老練のドキュメンタリー映画監督が追う「チベット・ケサル大王伝」とは何か?
多くのチベット人たちが暮らす中国の四川省や青海省。古都ラサがあるチベット自治区とは一線を画し、チベット人の「中国化」が進んでいる地域だ。東チベットと呼ばれるこの地域で、10年以上にわたりチベットの英雄叙事詩「ケサル大王伝」をテーマに取材を続けている老練の日本人ドキュメンタリー映画監督がいる。 かつてテレビのフリーディレクターとして世界中を取材し「地球浪漫」「新世界紀行」(TBS)や「ハイビジョンスペシャル」(NHK)などで大地に生きる人々をテーマに番組を制作してきた大谷寿一(おおたに・としかず)さんだ。 テレビの世界からドキュメンタリー映画の世界に転じ、日本ではほとんど知られていなかったケサル大王伝を紹介してきた大谷さんは昨年11月に70歳になった。

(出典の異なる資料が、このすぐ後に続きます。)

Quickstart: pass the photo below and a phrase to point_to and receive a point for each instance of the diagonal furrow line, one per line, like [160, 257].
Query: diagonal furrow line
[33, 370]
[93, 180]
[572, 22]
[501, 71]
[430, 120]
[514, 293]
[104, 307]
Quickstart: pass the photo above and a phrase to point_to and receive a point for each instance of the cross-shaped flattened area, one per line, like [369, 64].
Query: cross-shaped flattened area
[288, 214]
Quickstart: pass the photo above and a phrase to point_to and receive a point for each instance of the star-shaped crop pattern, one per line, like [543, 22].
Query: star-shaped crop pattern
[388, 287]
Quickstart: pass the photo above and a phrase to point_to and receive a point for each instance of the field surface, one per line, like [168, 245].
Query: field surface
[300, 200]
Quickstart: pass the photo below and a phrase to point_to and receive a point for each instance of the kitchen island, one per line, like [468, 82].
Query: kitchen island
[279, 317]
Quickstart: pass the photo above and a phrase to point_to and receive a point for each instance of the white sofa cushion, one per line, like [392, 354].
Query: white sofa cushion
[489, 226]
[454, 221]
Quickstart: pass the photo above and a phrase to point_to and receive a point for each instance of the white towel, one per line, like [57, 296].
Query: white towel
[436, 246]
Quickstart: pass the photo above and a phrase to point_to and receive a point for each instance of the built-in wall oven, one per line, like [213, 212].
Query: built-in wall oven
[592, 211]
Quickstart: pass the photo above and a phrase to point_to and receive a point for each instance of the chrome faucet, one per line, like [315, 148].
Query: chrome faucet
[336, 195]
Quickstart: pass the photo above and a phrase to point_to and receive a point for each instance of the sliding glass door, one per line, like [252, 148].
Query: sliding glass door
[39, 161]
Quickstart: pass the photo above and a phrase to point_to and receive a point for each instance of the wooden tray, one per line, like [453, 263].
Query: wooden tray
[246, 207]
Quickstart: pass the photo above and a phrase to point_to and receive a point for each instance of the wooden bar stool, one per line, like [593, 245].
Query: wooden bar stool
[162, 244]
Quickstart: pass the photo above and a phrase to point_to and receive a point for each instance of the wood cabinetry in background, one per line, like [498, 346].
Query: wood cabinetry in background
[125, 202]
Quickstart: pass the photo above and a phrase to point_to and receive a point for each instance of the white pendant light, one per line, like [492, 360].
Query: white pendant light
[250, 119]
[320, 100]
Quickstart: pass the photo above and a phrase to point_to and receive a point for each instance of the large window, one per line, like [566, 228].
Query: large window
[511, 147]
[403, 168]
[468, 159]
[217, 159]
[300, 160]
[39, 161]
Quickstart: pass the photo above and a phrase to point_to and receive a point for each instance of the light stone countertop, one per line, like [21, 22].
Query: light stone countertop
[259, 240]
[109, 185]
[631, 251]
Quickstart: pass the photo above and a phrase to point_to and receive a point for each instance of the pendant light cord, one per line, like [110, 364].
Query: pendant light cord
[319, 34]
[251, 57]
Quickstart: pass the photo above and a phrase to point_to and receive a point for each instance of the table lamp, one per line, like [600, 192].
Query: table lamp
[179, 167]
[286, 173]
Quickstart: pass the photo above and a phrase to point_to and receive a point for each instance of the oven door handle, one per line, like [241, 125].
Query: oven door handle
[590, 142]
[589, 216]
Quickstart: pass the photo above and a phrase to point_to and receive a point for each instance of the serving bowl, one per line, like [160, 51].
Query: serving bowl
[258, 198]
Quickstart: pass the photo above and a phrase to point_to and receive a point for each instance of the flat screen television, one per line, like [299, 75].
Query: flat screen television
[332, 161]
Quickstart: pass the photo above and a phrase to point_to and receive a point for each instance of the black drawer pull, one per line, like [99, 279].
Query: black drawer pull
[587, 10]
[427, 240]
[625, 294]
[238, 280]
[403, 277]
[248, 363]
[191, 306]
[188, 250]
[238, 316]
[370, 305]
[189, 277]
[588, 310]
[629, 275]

しかし、制作意欲はますます盛んだ。現在公開中の最新作「チベット・ケサル大王伝~最後の語り部たち」では、チベットに伝わる世界最長と言われる英雄叙事詩をうたう草原の語り部たちに焦点を当てつつ、中国化されていく東チベットのありのままの姿を描いている。
ある日、突然、降臨して語りはじめる
中央アジアの山脈の麓に広がる大草原。色鮮やかな衣装をまとったチベット人男性が瞑想状態に入ったかと思うと、歌うような口調で語り始めた。チベットの英雄ケサル大王の戦いと恋を描いた物語、ケサル大王伝だ。 大谷さんがケサル大王伝について知ったのは、2004年に今は亡き友人のテレビディレクターから「チベットに世界最長の英雄叙事詩がある」と聞いたのが最初だった。ケサル大王伝とはいったいどういうものなのか? 日本にはほとんど情報がなく知られていない物語に興味を抱いた大谷さんは、その年に東チベットのはずれ、甘粛省の黄河沿いの草原の街でケサル生誕千年記念第2回大会という祭りが催されると聞きつけ、早速、現地に飛んだ。2006年には東チベットの伝統文化の中心、四川省のデルゲを訪問しケサル大王が描かれた古いタンカ(仏画)や版木などを目にし、勇壮で力強いケサル大王の魅力に引き込まれたという。 「チベットには7世紀、ソンツェン・ガンボという王が樹立した吐藩(とばん)という統一王朝がありましたが、この王朝が滅んで以降、(チベット人による)統一国家はありません。だからチベット人たちには、強い国や統一王朝といったものに対するあこがれのようなものがある。そのあこがれが物語となったのがケサル大王伝なのです」と大谷さんは言う。 ケサル大王伝は、現在はイスラム語圏になっているパキスタンの一部地域にも残っているという。この地域がかつてチベット語圏だったためだ。ケサル大王伝は実在の王をモデルに創作された物語とも言われるが、ケサルそのものが実在したとの説もあり研究者たちによって様々な研究が行われている。中央アジア・チベット語圏で語り部たちによって伝えられ、チベット語圏に生きる人たちが共有する英雄としてケサル大王伝は語り伝えられてきた。ケサル大王伝が今日も残るパキスタンの一部は、歴史的にはイスラム語圏へと変遷したが、言語がかわってもケサル大王は地域の英雄、アイデンティティーとして今日も語り継がれているのだ。